Gangaji tells the story that after reading self-help books, going to various therapies, workshops of every stripe, she arrived to meet  Papaji, her guru, pleading for  The Answer,  He told her to just STOP.  This he said is what she most needed to “do.”

Meditating is a way to  Stop acting/reacting/pleasing/fighting/striving.  Naturally, it feels peaceful.  At least until we start judging our experience and thinking we cannot allow “bad” feelings into our meditation.

“Buddhanature and the natural state are not just made up of happy, sweet emotions; buddhanature includes everything. It’s the calm, and the disturbed, and the roiled up, and the still; it’s the bitter and the sweet, the comfortable and the uncomfortable. Buddhanature includes opening to all of these things, and it’s found in the midst of all of them.

- Pema Chödrön, “Meditating with Emotions”

Now that I meditate on a fairly regular basis for 30 minutes at a time, I still become naturally mindful and still, but I also especially  use meditation when I am troubled.  When all I know is my old ways of thinking and doing,  at least now I have the wisdom to mostly disregard those.  My advice to myself was at best unhelpful and at worst utterly wrong.

When I can stop and sit with the negative emotions I am actually being a revolutionary.  I am revolting against the ego and my cultural conditioning by turning towards it and looking at it squarely, mindfully and with curiosity.  The ego prefers I judge and run—that could well be its motto.  Sitting I invite the pain, so I can get to know what it is.  What is it?

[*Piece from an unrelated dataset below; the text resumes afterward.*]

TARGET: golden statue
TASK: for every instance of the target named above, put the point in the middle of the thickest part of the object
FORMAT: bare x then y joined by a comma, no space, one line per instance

Only thoughts.  Thoughts  triggered by a person or event that touched an old, old  inner wound. The wound hurts, but who I really am does not hurt because   I am the witness of the pain.  My false self/ego what  fears most of all to be seen; it hides and lurks in our subconscious from where it can run the show. It clings to old stories and wounds because that is all it know, all it is.  Sitting still mindfully and watching the self in pain gives the ego nowhere to hide, nothing to do. This is good, it diminishes ego’s power and frees me from being dragged around by thoughts.

So, now when I am frustrated or angry or hurt, I head for wherever I can sit quietly.  I watch my thoughts, feel the tensions in my body without judgment  and either answers come or I know I need to practice another day, and another until the answers arrive at their own time, in their own way.

I don’t need to run from fear and pain.  I need to stop.